It has been my experience that you will burn up FETs if you depend upon the MCU FW to close the loop between the detection of the current level and the removal of the FET drive signals upon overload detection. You are much better off to let specific circuitry do this that is capable of measuring the peak current levels allowed and provide cycle-by-cycle cutout on overload conditions. Speaking from practical experience here.

That now said let's concentrate on the measurement of the current sense output of the driver. An effective way that I have found to do this is to use a sample and hold chip. The input to the S/H is the current sense voltage output pin of the driver. The output in turn drives the A/D input of the MCU. The sample/hold control input is driven from a timed pulse that is derived from the PWM drive signal. It can be a good idea to delay the sample window to start part way into the active time of the PWM pulse after the initial transient has settled down some and the current becomes more stable. Another short delay can be used to generate the sample pulse width window for the S/H chip. At the termination of the sample pulse time it is appropriate to initiate the A/D conversion. It is best to utilize A/D conversion techniques where the start convert is driven from a logic signal derived from the sample window control signal.
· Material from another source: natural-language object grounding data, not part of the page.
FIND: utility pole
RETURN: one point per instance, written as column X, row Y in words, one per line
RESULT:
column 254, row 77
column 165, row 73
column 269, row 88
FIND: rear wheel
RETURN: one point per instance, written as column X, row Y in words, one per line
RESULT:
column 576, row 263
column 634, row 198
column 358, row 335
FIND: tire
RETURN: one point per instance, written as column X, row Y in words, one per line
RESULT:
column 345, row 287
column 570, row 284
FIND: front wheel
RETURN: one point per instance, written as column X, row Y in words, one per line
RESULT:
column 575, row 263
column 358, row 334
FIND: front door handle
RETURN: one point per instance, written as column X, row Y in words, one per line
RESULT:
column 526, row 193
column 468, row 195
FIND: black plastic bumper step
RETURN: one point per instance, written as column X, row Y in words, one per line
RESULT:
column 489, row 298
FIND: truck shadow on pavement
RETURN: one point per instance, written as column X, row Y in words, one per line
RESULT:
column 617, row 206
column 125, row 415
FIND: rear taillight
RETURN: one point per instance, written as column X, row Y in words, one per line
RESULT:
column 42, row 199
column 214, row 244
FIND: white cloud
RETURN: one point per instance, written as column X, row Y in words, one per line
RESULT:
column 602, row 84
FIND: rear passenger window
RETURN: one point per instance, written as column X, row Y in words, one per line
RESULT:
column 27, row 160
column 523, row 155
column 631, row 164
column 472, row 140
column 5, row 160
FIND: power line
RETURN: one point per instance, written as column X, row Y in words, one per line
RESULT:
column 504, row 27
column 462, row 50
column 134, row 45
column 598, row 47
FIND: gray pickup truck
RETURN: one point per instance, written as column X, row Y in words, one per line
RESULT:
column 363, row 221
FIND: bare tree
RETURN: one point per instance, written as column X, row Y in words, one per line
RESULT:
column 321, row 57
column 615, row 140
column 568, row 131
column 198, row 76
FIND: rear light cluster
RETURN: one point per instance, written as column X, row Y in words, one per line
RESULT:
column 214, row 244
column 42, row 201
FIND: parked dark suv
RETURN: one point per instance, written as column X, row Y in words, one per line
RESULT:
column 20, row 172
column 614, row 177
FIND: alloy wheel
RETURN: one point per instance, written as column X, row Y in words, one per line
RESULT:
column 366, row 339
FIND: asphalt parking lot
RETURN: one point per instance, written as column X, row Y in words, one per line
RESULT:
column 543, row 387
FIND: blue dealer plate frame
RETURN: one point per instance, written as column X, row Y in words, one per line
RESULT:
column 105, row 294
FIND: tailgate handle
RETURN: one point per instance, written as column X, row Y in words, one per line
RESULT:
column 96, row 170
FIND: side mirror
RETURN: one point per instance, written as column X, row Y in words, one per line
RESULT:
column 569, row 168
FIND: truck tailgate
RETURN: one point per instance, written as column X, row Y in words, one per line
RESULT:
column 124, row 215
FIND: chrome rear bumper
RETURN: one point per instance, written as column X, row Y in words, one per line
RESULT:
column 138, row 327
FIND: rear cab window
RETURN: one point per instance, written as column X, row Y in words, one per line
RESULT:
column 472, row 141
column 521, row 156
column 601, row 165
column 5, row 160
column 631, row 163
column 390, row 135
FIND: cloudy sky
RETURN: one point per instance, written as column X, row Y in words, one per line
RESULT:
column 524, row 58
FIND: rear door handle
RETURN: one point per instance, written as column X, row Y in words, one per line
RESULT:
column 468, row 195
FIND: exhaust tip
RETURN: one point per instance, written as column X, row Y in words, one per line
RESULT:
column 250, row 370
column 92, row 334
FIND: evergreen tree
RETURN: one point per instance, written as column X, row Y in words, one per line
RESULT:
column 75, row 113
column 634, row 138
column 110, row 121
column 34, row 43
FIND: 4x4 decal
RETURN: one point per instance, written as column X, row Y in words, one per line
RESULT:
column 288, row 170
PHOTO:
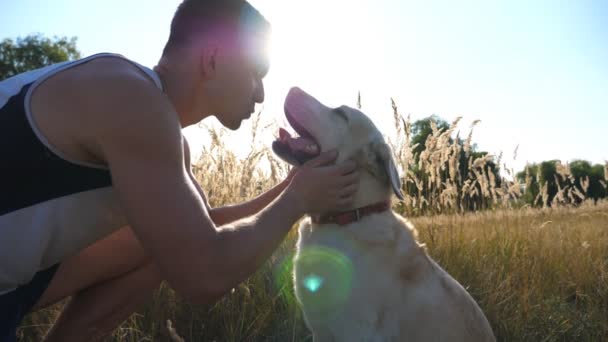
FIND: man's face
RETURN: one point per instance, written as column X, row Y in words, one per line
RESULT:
column 237, row 85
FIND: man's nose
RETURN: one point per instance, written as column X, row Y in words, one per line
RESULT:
column 258, row 91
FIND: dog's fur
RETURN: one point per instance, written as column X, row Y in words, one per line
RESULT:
column 372, row 280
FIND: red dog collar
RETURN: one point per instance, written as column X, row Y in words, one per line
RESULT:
column 351, row 216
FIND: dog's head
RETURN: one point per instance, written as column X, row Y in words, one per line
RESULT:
column 345, row 129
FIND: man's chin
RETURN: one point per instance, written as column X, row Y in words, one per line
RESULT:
column 233, row 126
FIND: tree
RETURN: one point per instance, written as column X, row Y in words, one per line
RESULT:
column 34, row 51
column 421, row 129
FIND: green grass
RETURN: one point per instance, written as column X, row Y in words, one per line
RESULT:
column 538, row 274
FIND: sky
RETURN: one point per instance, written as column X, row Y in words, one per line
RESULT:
column 534, row 72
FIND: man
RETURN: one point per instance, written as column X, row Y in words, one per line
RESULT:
column 98, row 201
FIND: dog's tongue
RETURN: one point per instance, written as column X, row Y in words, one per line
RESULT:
column 301, row 144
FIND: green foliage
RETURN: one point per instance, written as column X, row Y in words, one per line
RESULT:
column 34, row 51
column 577, row 179
column 421, row 130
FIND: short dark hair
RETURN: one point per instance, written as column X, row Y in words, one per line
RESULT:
column 194, row 19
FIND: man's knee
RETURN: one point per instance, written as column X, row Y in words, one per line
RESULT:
column 108, row 258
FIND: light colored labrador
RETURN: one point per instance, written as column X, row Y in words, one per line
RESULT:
column 366, row 278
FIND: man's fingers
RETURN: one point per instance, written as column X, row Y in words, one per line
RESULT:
column 350, row 178
column 349, row 190
column 324, row 158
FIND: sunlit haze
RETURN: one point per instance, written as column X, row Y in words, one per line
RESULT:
column 534, row 72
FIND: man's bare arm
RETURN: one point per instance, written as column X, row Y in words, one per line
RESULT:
column 139, row 135
column 231, row 213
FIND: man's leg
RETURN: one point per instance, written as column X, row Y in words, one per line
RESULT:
column 107, row 281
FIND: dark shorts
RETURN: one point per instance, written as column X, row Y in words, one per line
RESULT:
column 17, row 303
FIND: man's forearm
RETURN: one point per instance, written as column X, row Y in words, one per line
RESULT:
column 243, row 246
column 231, row 213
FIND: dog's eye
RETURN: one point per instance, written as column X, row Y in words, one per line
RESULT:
column 341, row 113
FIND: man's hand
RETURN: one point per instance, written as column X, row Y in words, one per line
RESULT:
column 317, row 186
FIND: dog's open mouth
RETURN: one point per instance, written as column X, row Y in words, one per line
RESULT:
column 295, row 150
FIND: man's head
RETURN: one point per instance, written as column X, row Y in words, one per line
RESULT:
column 218, row 50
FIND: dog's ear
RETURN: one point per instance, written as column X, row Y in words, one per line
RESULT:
column 378, row 160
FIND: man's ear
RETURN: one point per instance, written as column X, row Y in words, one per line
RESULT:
column 378, row 160
column 208, row 60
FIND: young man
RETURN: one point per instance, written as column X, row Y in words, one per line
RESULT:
column 98, row 201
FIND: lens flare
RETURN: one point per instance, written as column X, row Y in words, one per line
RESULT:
column 313, row 282
column 324, row 280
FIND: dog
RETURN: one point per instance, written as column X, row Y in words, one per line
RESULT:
column 360, row 275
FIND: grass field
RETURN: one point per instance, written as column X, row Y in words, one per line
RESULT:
column 539, row 274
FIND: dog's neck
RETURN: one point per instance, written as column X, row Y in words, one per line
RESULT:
column 371, row 190
column 371, row 193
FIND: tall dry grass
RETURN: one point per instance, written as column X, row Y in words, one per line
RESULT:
column 538, row 274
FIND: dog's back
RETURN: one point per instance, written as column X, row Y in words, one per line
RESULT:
column 371, row 281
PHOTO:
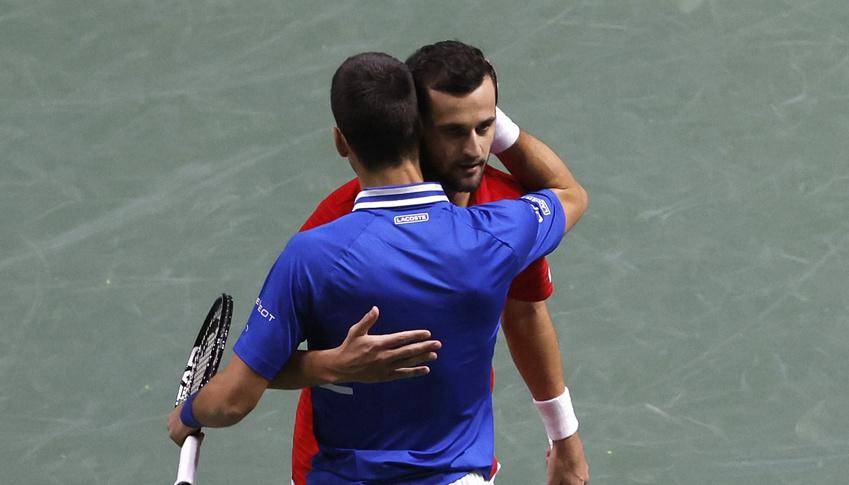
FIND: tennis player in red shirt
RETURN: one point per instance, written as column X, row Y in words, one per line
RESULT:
column 459, row 134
As long as the A/D converter can complete a conversion before the next PWM pulse starts everything will work out nicely. (If the conversion takes longer then it is necessary to add logic to keep the S/H chip from resampling on every single PWM pulse).

The delay times and sample window generation can be implemented in a number of ways. The simplest is often the best strategy and will be possible if the PWM frequency of the motor drive is kept at a fixed timing frequency. In this case timing can be generated from use of tiny gate logic with R/C delays and Schmidt trigger buffers. You may also need several two input gates to generate a clean sample window gate pulses and start convert pulse. If the PWM timing is variable then you may have to resort to using a couple of interconnected programmable counter/timer channels.

Also do not forget that if the PWM signal can transition to very narrow duty cycles of active time that it could get shorter than the time of the delayed sample and hold gating pulse. In this case you may need to provide a scheme to ignore A/D readings in this timing zone.

Michael Karas